With the primary election looming on Tuesday, this weekend was the start of a sprint to the finish line for state Senator Catherine Pugh in her bid to be the Democratic nominee for mayor.

For the occasion, she swapped her usual heels for blue and white running shoes. But she said the shoes are a regular part of her routine.

“I’m a runner! I started the Baltimore Marathon,” she said. “Come on.”

Pugh donned the shoes for the James Mosher Baseball Opening Day Parade, after which she was one of several elected officials to throw a ceremonial first pitch.

She seemed to operate at a sprint all of Saturday.

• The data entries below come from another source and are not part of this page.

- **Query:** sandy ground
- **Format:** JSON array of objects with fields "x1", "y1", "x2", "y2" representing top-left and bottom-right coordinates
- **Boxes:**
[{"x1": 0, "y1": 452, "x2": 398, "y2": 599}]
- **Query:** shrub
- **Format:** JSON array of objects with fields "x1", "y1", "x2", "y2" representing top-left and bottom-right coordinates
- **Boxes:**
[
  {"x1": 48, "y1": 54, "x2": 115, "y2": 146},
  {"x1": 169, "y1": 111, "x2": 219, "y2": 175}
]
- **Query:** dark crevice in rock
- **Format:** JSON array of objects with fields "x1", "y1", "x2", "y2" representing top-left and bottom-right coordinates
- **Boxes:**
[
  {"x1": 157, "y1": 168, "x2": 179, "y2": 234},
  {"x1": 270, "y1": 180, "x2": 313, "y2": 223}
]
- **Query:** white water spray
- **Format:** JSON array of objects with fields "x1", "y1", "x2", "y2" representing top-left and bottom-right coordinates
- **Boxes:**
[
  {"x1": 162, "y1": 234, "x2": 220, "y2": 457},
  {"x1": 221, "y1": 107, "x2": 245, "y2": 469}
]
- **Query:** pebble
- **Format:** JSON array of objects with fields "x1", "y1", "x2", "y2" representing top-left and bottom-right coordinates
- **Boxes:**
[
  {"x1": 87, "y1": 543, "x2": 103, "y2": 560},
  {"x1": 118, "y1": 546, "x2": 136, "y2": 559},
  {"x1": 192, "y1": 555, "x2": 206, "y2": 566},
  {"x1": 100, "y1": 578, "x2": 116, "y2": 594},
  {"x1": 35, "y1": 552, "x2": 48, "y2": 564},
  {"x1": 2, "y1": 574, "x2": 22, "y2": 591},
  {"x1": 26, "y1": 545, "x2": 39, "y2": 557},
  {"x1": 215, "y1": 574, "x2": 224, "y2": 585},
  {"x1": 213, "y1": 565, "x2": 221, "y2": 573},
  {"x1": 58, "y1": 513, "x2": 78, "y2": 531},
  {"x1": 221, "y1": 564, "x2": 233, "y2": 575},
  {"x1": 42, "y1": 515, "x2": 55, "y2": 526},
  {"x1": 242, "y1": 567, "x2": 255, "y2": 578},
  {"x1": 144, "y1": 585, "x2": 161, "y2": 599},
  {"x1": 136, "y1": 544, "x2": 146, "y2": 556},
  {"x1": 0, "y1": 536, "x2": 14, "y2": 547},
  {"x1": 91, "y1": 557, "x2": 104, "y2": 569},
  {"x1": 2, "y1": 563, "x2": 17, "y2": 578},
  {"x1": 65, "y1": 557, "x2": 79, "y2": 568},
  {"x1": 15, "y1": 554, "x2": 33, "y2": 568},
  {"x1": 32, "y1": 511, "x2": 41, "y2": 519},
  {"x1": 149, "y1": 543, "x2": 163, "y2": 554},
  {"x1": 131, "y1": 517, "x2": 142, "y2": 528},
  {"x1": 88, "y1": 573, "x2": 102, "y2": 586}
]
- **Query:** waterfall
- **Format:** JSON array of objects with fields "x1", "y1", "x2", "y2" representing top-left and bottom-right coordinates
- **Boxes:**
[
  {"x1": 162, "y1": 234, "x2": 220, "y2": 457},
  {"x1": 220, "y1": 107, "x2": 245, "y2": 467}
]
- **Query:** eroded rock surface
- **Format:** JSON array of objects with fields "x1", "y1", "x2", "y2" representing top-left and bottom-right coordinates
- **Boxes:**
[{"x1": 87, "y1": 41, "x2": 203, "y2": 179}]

Her schedule was packed with events, from interviews to endorsements to a get out the vote event at Coppin State University.

Even during the James Mosher parade, Pugh was constantly on the move — reluctant to pass up the opportunity to shake a voter’s hand and pose for a picture.

“We’re coming right up in the end days before the primary, and it really does make a difference that people can reach out, touch, and see the person they want to be mayor,” said Pugh’s campaign manager, Anthony McCarthy. “They really want to know that they’re accessible.”

Pugh said she plans to keep the momentum right up until the end.

"You'll see the same thing that we've been doing for the last at least four, five or six months,” she said. “That's knocking on doors, talking to people, running like we're 10 points behind, delivering our message to the public about moving our city forward and not backwards, being more inclusive as a city, understanding that when we lift the least we lift all of us.”

What’s clear is that the finish line is in sight, regardless of who comes in first.